The concept was basic. Whatever befell the parish, the Vicar would sort it. The ordained would settle arguments, clear drains, organise a rota, or form a committee.

In many ways these days are gone, and folk now in our congregations assume responsibility. After all, it's their parish, and they will be left long after the clergyperson has departed from their midst. In fact, many congregations have to take the responsibility because they only "own" a little bit of the stipendiary priest, sharing that priest with other congregations, or have a non-stipendiary who has a full-time job too.

However, when things go wrong, it's nice to have someone through whom grumbles can be channelled!
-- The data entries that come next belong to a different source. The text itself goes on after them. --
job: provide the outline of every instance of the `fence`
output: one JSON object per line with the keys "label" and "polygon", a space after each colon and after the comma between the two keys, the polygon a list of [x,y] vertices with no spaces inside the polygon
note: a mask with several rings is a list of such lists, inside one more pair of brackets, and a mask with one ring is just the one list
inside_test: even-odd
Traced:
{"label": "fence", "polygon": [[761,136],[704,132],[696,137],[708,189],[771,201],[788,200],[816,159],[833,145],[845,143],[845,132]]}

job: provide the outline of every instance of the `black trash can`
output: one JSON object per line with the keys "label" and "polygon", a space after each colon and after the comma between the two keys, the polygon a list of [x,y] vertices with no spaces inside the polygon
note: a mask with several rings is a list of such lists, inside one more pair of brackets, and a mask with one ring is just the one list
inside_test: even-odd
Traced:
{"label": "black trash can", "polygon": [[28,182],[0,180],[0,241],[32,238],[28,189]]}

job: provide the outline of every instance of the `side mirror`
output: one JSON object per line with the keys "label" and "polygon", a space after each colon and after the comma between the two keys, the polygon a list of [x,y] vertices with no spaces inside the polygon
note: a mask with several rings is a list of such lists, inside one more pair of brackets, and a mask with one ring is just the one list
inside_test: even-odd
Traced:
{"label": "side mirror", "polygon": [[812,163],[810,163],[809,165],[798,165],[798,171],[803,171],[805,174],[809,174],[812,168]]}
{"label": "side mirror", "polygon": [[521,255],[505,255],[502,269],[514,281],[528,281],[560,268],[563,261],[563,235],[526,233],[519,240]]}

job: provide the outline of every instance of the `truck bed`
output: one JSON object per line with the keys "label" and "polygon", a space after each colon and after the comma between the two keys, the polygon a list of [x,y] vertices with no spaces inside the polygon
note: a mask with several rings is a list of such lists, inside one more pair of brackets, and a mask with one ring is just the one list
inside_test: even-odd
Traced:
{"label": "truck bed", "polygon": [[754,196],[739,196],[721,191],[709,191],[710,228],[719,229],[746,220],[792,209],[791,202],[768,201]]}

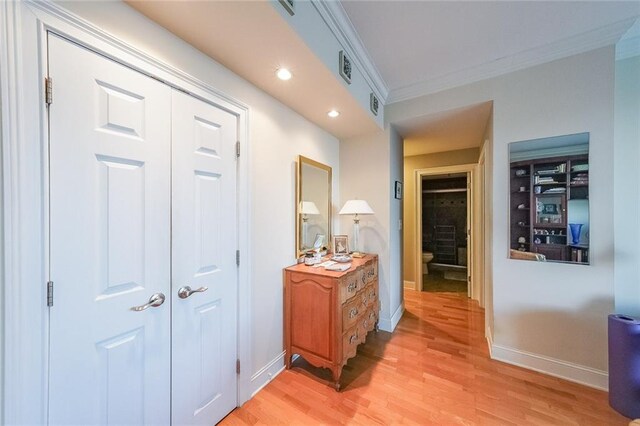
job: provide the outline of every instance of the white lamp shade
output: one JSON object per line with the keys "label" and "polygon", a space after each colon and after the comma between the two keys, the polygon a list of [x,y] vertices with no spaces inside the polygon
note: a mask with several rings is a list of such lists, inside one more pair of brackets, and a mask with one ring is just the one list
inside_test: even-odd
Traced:
{"label": "white lamp shade", "polygon": [[374,214],[374,211],[365,200],[349,200],[338,214]]}
{"label": "white lamp shade", "polygon": [[320,214],[313,201],[300,201],[300,214]]}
We're short of a Property Convenor at the moment, in St Aug's, which means that I'm taking this stuff on board at a bad time too! The New Hall is one major headache. Moving into a newly completed, or nearly completed building is always a headache with snagging to be done. Snagging is the big list of little things that are not "quite right" and need to be sorted. I think I can handle the snagging! The issues aren't big and are soon sorted out, usually.

However, there are a handful of issues in the New Hall that go far beyond the "snagging", and the builders are being incredibly slow, or incredibly unhelpful, in sorting them out. A kitchen window, the mechanism of which is clearly broken has been on the list for nearly 6 weeks now. The dishwasher can't drain because of the way the plumbing has been put in. (6 weeks for this, too) The wooden cladding has still to be bolted on to the exterior. This was started just yesterday and is a rather big and important job.
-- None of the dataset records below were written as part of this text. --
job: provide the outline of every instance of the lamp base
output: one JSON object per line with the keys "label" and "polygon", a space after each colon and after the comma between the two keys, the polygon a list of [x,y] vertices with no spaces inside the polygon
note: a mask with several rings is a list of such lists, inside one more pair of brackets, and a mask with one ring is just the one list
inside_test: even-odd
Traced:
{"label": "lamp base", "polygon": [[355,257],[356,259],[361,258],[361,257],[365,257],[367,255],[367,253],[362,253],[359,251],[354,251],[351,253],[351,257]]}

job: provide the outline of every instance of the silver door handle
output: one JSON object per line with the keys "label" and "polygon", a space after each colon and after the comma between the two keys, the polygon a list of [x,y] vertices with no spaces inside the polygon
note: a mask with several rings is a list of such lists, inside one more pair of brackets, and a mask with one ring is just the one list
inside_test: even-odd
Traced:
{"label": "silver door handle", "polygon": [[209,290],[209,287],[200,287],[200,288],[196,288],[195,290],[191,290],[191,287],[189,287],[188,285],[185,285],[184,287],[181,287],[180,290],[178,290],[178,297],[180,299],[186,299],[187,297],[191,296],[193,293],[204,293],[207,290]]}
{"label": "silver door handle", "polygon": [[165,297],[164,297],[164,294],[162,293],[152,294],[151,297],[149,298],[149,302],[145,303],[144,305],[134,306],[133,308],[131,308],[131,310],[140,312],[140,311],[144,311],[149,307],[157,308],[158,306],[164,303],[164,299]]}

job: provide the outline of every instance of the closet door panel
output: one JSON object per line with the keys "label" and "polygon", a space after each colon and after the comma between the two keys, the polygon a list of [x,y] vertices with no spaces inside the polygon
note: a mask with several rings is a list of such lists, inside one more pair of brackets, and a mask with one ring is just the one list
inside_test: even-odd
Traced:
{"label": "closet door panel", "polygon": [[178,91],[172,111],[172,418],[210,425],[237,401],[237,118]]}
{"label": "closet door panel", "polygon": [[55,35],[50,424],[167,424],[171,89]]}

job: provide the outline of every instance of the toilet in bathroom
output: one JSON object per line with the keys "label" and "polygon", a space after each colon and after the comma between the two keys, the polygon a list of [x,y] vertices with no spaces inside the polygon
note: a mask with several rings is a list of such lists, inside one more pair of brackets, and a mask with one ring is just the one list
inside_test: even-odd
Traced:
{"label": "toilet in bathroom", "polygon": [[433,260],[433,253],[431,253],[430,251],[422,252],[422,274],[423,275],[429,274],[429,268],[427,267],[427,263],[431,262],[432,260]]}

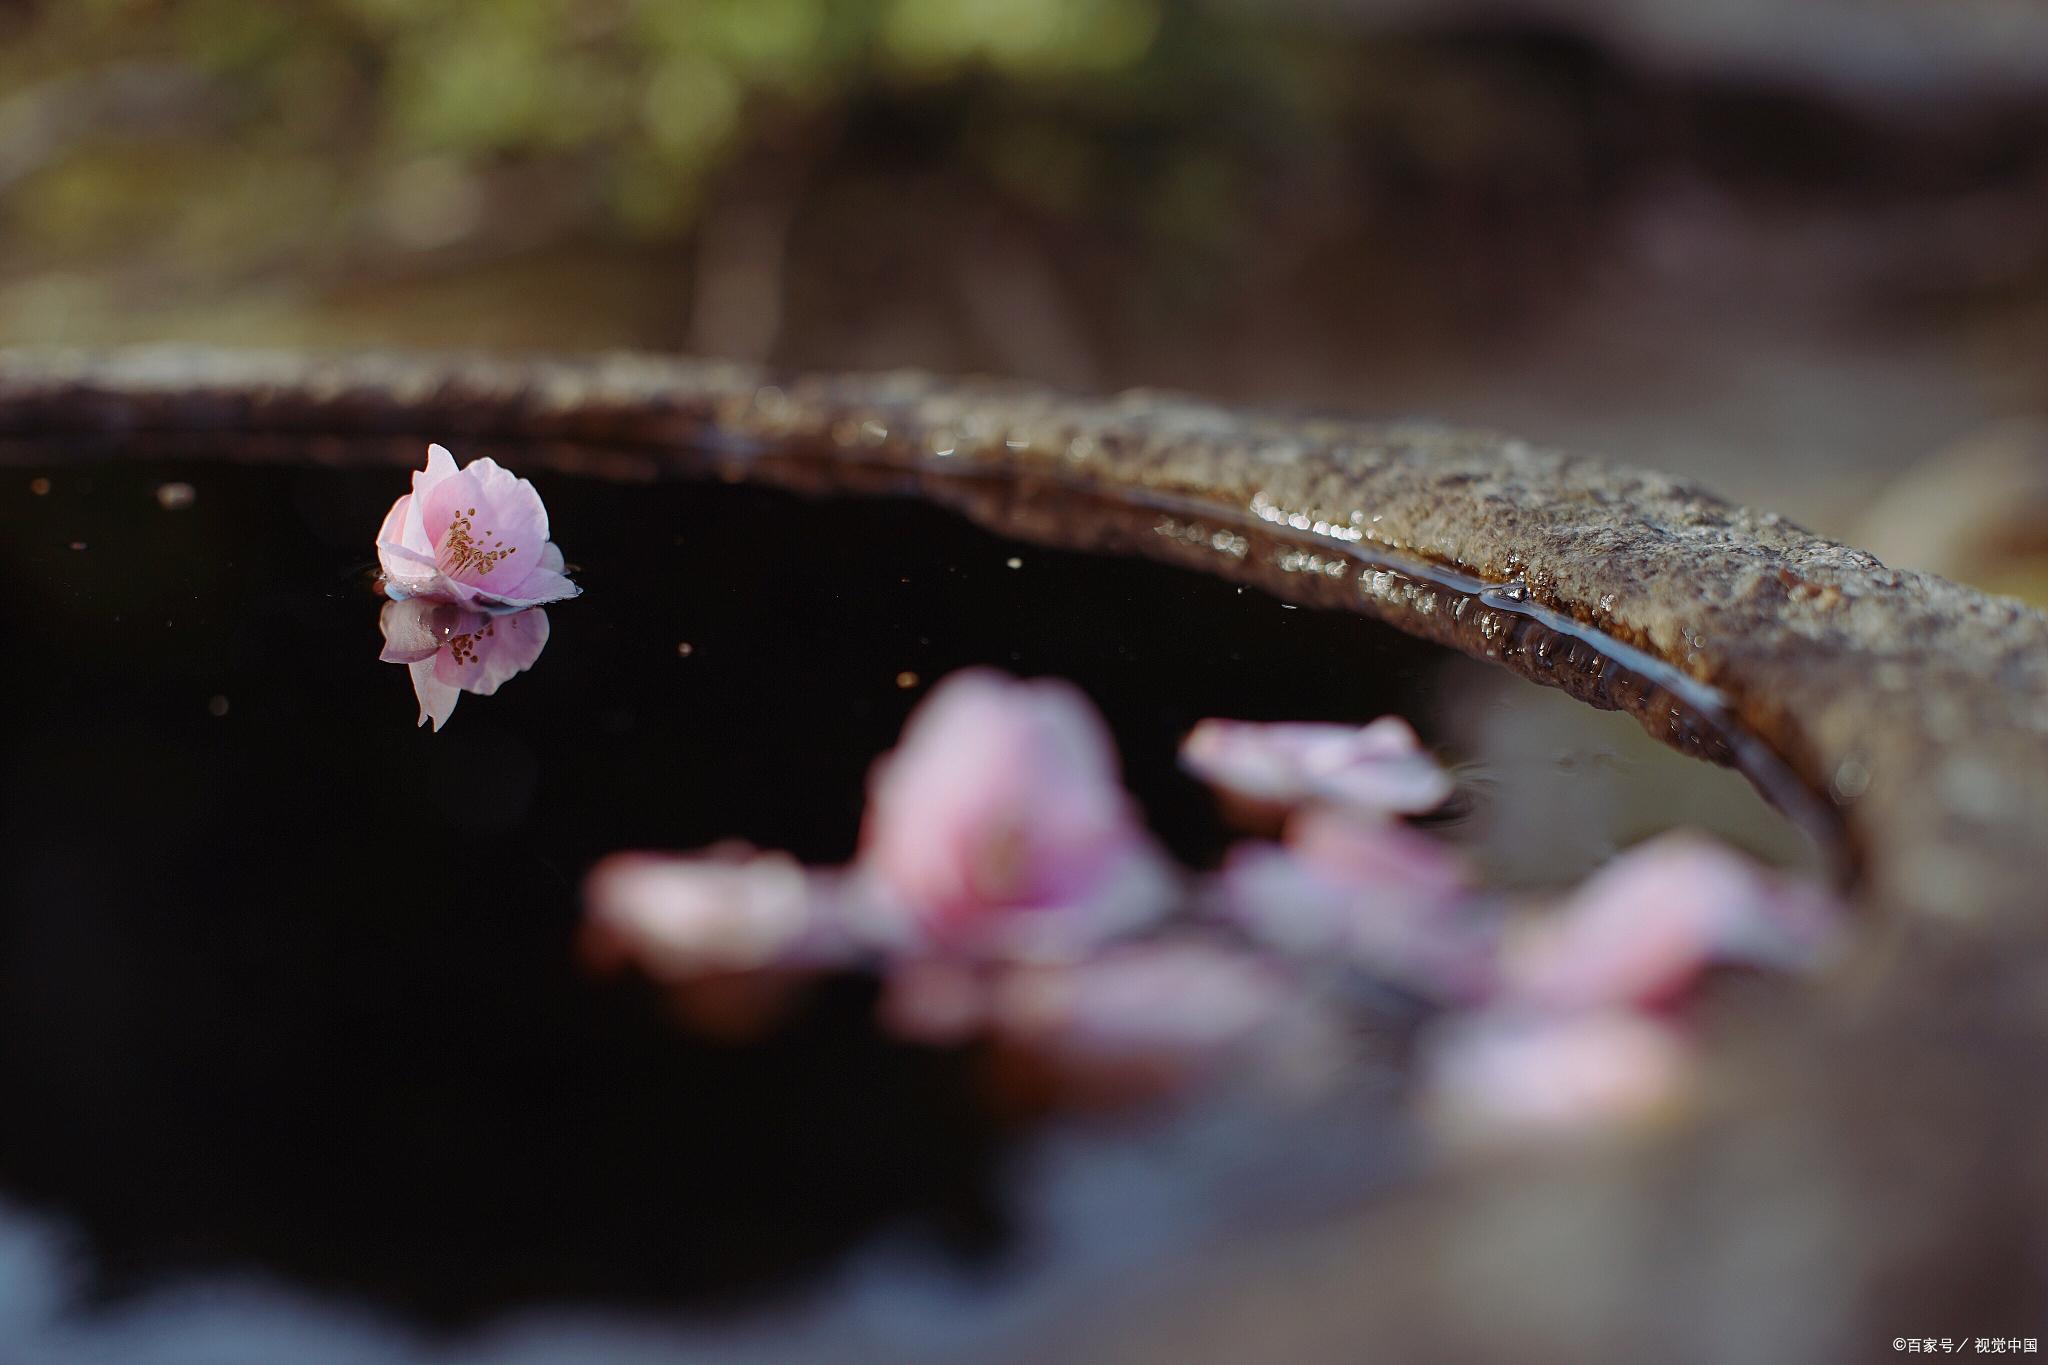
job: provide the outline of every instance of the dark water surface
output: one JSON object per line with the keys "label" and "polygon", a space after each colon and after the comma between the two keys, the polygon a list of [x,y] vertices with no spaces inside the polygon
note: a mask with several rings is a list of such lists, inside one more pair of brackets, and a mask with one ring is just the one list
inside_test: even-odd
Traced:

Meanwhile, yes I can't believe it either, the final bill has come in from the builders now we have completion!

However, I've left the best until last! The roof is leaking like a sieve and the joiner has sorted this by drilling two holes in the ceiling to let the water through. The roofers blame the builders and vice-versa.

If only the Vicar were here.......

1 comment:

Anonymous said...

Builders operate in a totally different universe to the rest of us. If for example one of my customers ordered a 15kg bag of dog food to be delivered on Tuesday, got it delivered on Friday and it turned out to be three kilos but got the bill for 15kg............I think I know what the reaction would be. Yet builders try to get away with this sort of thing all the time.

I had a job done recently which the builder said would be done "in a day". Give him his due he eventually did a good job at the agreed price but it was spread out over a fortnight! During which time he left expensive machinery (cement mixer/tools) out the back of the shop overnight.